Rapid Growth of Autism Services: Join BRG experts Misha Segal and Jim Teisl, with guests Mai Pham, Founder and President of Institute for Exceptional Care, and Lorri Unumb, CEO of The Council of Autism Service Providers, on Friday, September 9 at 1 PM ET as they discuss the rapid growth in autism services and the recent debate surrounding types of treatment and standards of practice. Panelists will also touch on lessons learned for other evolving areas, including medication-assisted therapy, outpatient mental health, residential treatment services, and home and community-based services. Pre-Register for the conference call here.

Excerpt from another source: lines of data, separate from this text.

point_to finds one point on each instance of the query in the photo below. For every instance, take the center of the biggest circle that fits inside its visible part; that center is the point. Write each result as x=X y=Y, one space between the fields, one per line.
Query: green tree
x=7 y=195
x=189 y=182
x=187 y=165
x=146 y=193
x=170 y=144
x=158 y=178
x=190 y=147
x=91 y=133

Extra Point: So, Clooney was probably right when he asked us how much our life weighs.  “Imagine for a second that you're carrying a new backpack,” he said in the classic Up In The Air. “Only this time, I want you to fill it with people. Feel the weight of that bag. Make no mistake - your relationships are the heaviest components in your life.” But they are the most important and more businesses are getting the hint that their people and their health matter. Many are now encouraging patients who need surgery or specialized long-term treatment to fly far to do just that, picking a single center thousands of miles away for the diagnosis or treatment. Rush Medical Center and United Airlines partnered 6 years ago, City of Hope and Wellpoint partnered more than a decade ago. After meeting deductibles, employees could get the full treatment and cost of travel and accommodations covered. Dozens of companies are getting on board by broadening or creating these policies, some raising the allowed budget just for travel to $10,000, others more prescriptive identifying specific partners as the airline did. My old friend Dave Tofanelli used to promote the idea back in the late 1990s when he was in charge of contracting nationally for Wellpoint. “It is beyond me,” he said at the time, “why we aren’t paying for travel to get the right diagnosis and treatment, particularly for cancer." Tofanelli was among the first to advocate this at a national level.  Now families can get cancer treatment, organ transplants, gender reassignment surgery, psychiatric treatment and reproductive care at so-called centers of excellence they could never imagine. It is a lifeline for some we sometimes don’t quite appreciate. That extra carry-on bag – well that’ll probably still cost you.